2. A killer app (well, framework). Rails for Ruby. WinForms for C#. Applets and J2EE for Java (later Android).

3. A new platform where you must use the language to target it. C for UNIX. Objective-C for iOS. JavaScript for the browser.

There are a few exceptions here and there, but the above are the typical well-trod paths to success for a language.

1 comments

I listed two clear counter examples to claim #2, C++ and Javascript. I'm even tempted to put C in that list, because C was already popular before Linux.

What was Python's killer app?

What is Rust's killer app?

Go's?

Kotlin's?

Java is a counter example to your claim #3 since it not only does it run on all OS'es but you can also develop it on all OS'es.

"at least one of three"
> What was Python's killer app?

Not a killer app, but the fact you have so many ML frameworks

> What is Rust's killer app?

That's clearly Servo.

> Go?

It was docker which really made Go take off, it was their first big platform.

> Kotlin's?

Android compatibility, before that it was a niche language not being picked up much.

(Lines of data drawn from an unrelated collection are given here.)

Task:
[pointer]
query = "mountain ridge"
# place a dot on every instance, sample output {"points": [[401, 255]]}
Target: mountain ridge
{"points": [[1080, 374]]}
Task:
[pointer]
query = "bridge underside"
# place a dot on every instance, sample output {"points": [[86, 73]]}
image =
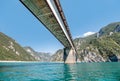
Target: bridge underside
{"points": [[43, 12]]}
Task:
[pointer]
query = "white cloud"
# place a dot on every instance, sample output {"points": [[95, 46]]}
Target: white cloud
{"points": [[88, 33]]}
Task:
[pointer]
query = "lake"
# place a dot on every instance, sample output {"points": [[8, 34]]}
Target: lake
{"points": [[35, 71]]}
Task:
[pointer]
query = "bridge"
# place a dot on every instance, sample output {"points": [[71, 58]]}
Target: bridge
{"points": [[50, 14]]}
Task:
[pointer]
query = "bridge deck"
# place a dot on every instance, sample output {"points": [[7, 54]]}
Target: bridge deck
{"points": [[42, 11]]}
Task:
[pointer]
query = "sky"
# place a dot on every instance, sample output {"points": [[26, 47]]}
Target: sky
{"points": [[84, 17]]}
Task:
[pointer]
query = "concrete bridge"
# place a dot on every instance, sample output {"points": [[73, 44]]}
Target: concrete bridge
{"points": [[50, 14]]}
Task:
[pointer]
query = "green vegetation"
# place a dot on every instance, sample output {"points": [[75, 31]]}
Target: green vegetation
{"points": [[10, 50]]}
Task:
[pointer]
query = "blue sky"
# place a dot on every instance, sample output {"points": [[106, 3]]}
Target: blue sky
{"points": [[82, 16]]}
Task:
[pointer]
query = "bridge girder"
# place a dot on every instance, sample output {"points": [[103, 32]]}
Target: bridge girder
{"points": [[42, 11]]}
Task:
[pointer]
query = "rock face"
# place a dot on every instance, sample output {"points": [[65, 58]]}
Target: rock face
{"points": [[103, 46], [39, 56], [10, 50], [58, 56]]}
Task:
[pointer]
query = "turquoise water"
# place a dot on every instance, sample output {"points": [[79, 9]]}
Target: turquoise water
{"points": [[59, 72]]}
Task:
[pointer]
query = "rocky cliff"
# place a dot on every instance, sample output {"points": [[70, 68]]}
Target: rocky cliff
{"points": [[10, 50], [102, 46]]}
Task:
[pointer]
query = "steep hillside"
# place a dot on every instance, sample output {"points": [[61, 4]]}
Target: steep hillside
{"points": [[10, 50], [39, 56], [100, 47]]}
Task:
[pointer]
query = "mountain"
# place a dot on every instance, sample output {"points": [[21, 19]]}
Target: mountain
{"points": [[10, 50], [103, 46], [58, 56], [39, 56]]}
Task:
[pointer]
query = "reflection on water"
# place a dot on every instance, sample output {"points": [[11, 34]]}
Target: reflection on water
{"points": [[59, 72]]}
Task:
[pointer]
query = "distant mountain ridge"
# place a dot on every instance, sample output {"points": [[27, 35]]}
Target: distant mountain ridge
{"points": [[102, 46], [39, 56]]}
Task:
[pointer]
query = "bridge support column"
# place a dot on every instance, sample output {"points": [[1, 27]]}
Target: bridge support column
{"points": [[69, 55]]}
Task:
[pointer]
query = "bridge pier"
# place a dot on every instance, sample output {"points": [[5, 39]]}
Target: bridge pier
{"points": [[69, 55]]}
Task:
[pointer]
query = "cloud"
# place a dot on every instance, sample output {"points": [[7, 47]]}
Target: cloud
{"points": [[88, 33]]}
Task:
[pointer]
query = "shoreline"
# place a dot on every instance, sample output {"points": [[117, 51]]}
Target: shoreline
{"points": [[27, 62]]}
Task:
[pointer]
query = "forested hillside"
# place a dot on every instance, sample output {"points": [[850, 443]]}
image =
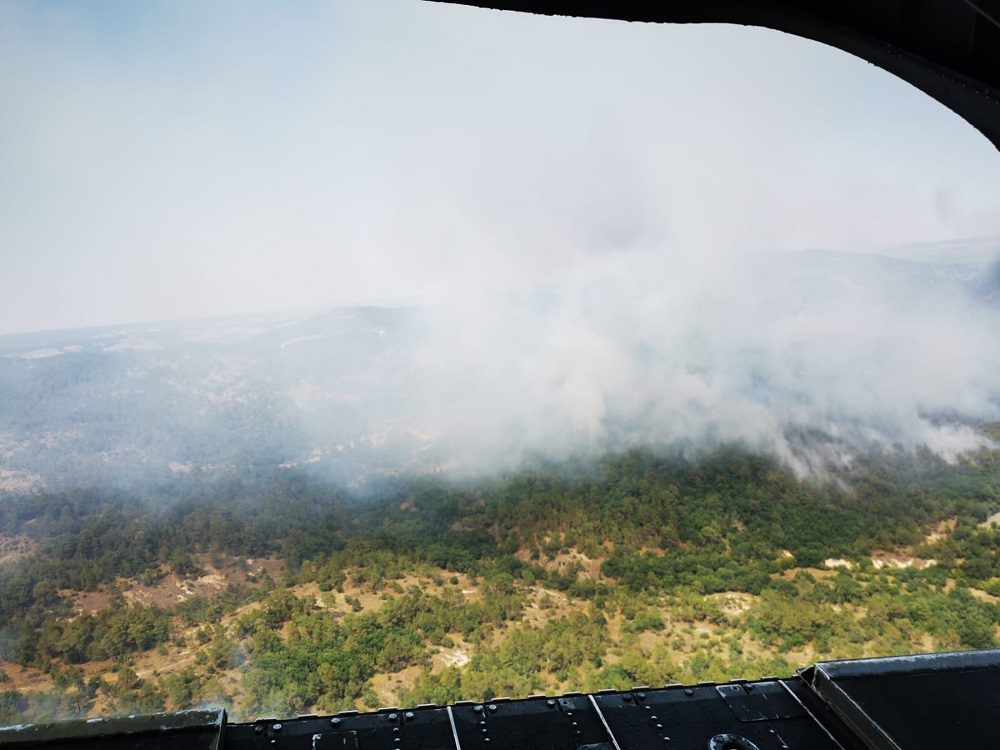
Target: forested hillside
{"points": [[277, 594]]}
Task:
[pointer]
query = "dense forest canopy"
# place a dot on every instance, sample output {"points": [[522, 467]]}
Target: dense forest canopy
{"points": [[640, 568]]}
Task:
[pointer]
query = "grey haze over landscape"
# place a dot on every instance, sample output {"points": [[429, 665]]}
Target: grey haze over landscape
{"points": [[502, 238], [815, 358]]}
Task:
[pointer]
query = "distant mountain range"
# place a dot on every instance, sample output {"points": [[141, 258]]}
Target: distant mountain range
{"points": [[359, 392]]}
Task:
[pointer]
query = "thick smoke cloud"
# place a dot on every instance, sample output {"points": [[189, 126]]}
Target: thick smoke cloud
{"points": [[811, 357], [590, 225]]}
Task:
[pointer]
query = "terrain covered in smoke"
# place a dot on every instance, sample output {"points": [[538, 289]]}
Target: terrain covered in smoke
{"points": [[813, 358]]}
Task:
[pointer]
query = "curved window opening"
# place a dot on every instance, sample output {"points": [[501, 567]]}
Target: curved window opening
{"points": [[391, 354]]}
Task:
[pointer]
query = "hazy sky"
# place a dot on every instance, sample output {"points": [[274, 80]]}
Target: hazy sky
{"points": [[187, 159]]}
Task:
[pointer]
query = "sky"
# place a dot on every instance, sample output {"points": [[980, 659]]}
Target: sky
{"points": [[188, 159]]}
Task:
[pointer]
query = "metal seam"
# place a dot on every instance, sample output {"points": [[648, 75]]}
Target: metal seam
{"points": [[604, 721], [811, 714], [454, 729]]}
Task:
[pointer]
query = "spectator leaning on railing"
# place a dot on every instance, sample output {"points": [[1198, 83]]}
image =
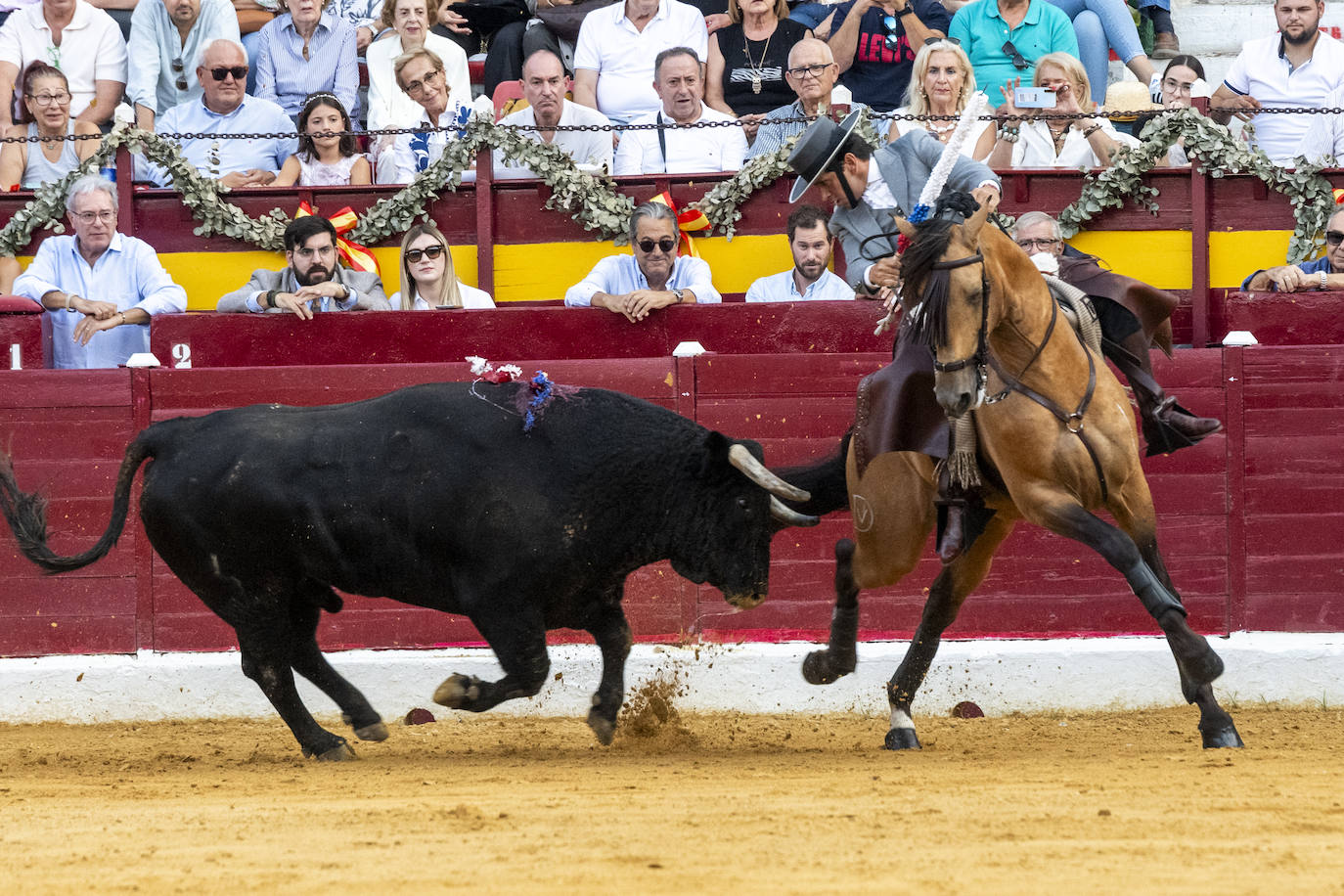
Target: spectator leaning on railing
{"points": [[543, 87], [650, 277], [165, 38], [1296, 67], [680, 151], [100, 288], [90, 51], [1325, 272]]}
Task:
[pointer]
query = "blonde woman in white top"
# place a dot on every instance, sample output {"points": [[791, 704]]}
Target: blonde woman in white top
{"points": [[1086, 141], [427, 277], [941, 83]]}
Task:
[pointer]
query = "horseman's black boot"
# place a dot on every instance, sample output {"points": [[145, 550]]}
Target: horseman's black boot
{"points": [[1167, 425]]}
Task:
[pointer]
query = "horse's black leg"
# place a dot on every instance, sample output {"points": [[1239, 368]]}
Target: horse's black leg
{"points": [[306, 659], [824, 666], [948, 593], [1196, 659], [611, 633]]}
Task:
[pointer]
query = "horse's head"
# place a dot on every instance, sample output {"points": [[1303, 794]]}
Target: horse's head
{"points": [[946, 289]]}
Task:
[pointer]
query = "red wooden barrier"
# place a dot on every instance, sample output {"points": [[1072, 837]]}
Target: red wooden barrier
{"points": [[1246, 518]]}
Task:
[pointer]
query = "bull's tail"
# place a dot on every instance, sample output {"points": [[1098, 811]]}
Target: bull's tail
{"points": [[27, 514]]}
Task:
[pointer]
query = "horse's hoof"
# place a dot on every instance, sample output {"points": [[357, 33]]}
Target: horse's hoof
{"points": [[457, 691], [603, 727], [902, 739], [1222, 738], [377, 731], [820, 668]]}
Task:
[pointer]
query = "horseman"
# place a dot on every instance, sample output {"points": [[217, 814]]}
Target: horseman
{"points": [[895, 407]]}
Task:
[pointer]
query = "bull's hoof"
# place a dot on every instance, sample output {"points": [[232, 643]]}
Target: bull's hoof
{"points": [[457, 691], [603, 727], [1222, 738], [822, 668], [377, 731], [902, 739]]}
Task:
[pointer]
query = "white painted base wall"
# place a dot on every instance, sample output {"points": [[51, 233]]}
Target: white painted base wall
{"points": [[1000, 676]]}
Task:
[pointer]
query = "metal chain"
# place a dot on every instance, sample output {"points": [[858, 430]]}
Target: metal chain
{"points": [[732, 122]]}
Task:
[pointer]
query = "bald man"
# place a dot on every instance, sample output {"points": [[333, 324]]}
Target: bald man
{"points": [[812, 72]]}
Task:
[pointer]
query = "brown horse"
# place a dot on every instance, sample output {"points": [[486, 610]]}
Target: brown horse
{"points": [[1056, 438]]}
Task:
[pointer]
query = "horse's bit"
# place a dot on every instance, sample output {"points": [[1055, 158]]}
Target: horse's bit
{"points": [[984, 357]]}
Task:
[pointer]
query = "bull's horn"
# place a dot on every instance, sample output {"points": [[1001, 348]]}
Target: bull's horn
{"points": [[754, 470], [789, 516]]}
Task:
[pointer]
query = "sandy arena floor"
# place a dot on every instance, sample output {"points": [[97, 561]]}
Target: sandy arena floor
{"points": [[1100, 802]]}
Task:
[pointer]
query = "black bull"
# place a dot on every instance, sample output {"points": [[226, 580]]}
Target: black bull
{"points": [[435, 496]]}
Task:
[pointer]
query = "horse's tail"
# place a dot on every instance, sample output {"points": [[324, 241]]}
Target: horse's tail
{"points": [[27, 514], [824, 481]]}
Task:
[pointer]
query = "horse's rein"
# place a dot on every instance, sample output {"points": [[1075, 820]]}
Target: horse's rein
{"points": [[1071, 421]]}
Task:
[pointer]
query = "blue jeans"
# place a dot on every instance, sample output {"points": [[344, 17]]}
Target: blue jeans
{"points": [[1102, 25]]}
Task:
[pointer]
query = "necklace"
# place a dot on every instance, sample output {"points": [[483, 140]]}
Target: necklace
{"points": [[754, 68]]}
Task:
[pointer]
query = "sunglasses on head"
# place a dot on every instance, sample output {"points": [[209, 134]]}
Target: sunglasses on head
{"points": [[237, 71], [1019, 61], [667, 244], [428, 251]]}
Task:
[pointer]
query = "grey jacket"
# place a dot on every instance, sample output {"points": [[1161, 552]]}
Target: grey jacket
{"points": [[905, 165], [366, 291]]}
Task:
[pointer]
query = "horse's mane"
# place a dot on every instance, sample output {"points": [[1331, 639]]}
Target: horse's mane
{"points": [[929, 327]]}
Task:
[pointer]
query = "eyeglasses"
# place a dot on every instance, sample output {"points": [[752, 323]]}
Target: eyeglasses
{"points": [[237, 71], [428, 251], [49, 98], [802, 71], [665, 245], [1038, 244], [1019, 61], [417, 86]]}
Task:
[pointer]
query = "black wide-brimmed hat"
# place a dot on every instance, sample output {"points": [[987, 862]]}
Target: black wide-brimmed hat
{"points": [[816, 151]]}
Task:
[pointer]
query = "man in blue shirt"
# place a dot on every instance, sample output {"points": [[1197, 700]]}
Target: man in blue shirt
{"points": [[121, 272], [1325, 272], [809, 241], [226, 109], [652, 277], [876, 43], [1006, 38]]}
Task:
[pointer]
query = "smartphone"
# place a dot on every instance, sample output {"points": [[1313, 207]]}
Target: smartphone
{"points": [[1034, 98]]}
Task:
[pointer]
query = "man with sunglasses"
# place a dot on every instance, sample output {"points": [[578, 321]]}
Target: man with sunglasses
{"points": [[165, 35], [1006, 38], [1133, 319], [876, 43], [313, 281], [225, 108], [1325, 272], [652, 277], [812, 72]]}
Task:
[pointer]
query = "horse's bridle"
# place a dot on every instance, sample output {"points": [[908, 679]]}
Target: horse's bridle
{"points": [[984, 359]]}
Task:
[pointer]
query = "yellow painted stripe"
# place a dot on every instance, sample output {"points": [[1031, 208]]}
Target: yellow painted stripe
{"points": [[1157, 256], [1235, 255], [545, 270]]}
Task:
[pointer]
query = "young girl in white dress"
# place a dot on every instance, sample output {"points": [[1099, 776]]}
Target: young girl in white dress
{"points": [[324, 158]]}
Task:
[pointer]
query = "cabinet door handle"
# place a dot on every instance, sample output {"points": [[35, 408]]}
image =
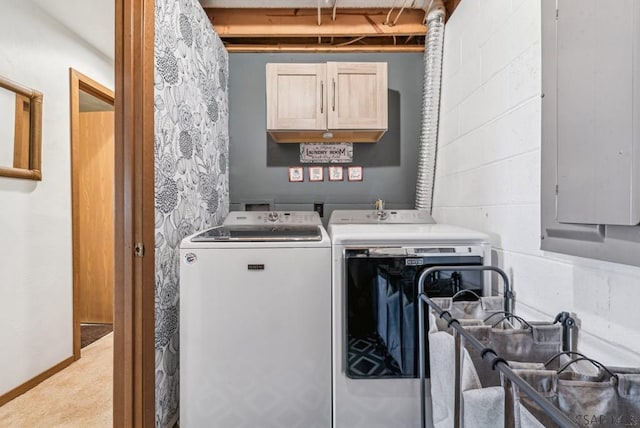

Python already won before ML was a thing.
In his early days, Python did not need anything, it was simply nicer to use than the other languages. Nowadays ML is a big plus.
It was called Zope.
Killer app is the wrong phrase. Rather every new language needs a competitive upside over existing languages to be successful. At which point your proposed questions have easy answers.
C++ and Javascript are definitely not counter examples as I commented.
Outside of the HN bubble python is the only one of those that got off the ground so far.